For HPE-based deployments, Virtana said the platform tracks GPU and compute performance, including utilisation, memory consumption and throughput. It also monitors power draw and thermal conditions, flags signs of hardware degradation and follows data movement across the wider AI environment.

These measures are intended to help users distinguish between infrastructure faults, workload issues and orchestration problems. The platform also aims to link infrastructure consumption trends with capacity planning and workload costs.

Rather than relying on estimates, operators want ways to measure whether AI systems are running efficiently once they move beyond pilots into production. The validation is intended to address that concern in HPE environments, where organisations want assurance that third-party monitoring software will work as intended.

Paul Appleby, Chief executive officer of Virtana, set out the company's view of the shift in enterprise infrastructure management.
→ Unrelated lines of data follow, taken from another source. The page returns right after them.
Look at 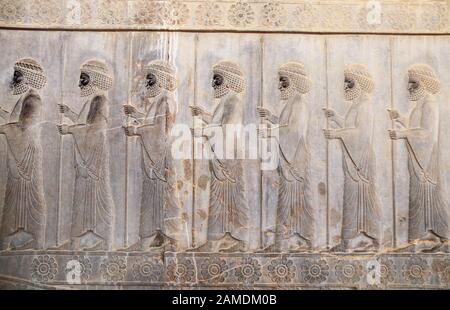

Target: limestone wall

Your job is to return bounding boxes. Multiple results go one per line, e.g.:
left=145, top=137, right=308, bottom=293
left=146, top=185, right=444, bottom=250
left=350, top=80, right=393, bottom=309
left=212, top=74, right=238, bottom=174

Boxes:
left=0, top=0, right=450, bottom=288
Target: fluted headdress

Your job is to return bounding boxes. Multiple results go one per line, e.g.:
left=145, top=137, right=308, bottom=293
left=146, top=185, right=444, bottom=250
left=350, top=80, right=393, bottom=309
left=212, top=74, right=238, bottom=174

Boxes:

"AI is becoming foundational infrastructure for every industry, and the organizations that lead will be the ones that operate it with the same discipline they apply to every other mission-critical system," Appleby said.

He added: "The HPE AI Factory provides the foundation for enterprise AI. Virtana extends that foundation with end-to-end agentic observability, giving customers the visibility, governance, and operational control they need to optimize performance, improve efficiency and scale AI with confidence."

Broader build-out

The HPE integration is part of a wider push by Virtana to establish itself in AI infrastructure monitoring as demand grows for software that can span hybrid, on-premises and cloud systems. Vendors in this market are trying to show that conventional IT monitoring is not sufficient for AI workloads, which can create uneven resource demand and place sustained pressure on GPUs, networking and cooling.

Large enterprises have been spending heavily on AI hardware, but many are still working out how to govern those environments once they are live. Monitoring power and thermal conditions has become especially important as denser server deployments increase both operating costs and the risk of disruption.

Against that backdrop, vendor validation programs have taken on greater significance. They can help reassure buyers that tools will work in production settings and reduce the risk of operational problems in environments where failures may be costly.

Virtana said the HPE validation covers AI-ready server infrastructure used in enterprise AI deployments. Its platform is designed to provide visibility across applications, services, data pipelines, GPUs, CPUs, networks and storage, reflecting the growing need for tools that can track performance across multiple layers of an AI stack.

Virtana argues that as businesses deploy more agentic AI workloads across distributed infrastructure, observability needs to move beyond simple system monitoring into cross-stack analysis. For customers, the practical test will be whether such tools can reduce idle capacity, identify bottlenecks early and make AI systems easier to run at scale.

Its survey finding that 41% of practitioners report GPU inefficiency and contention underlines the scale of that challenge.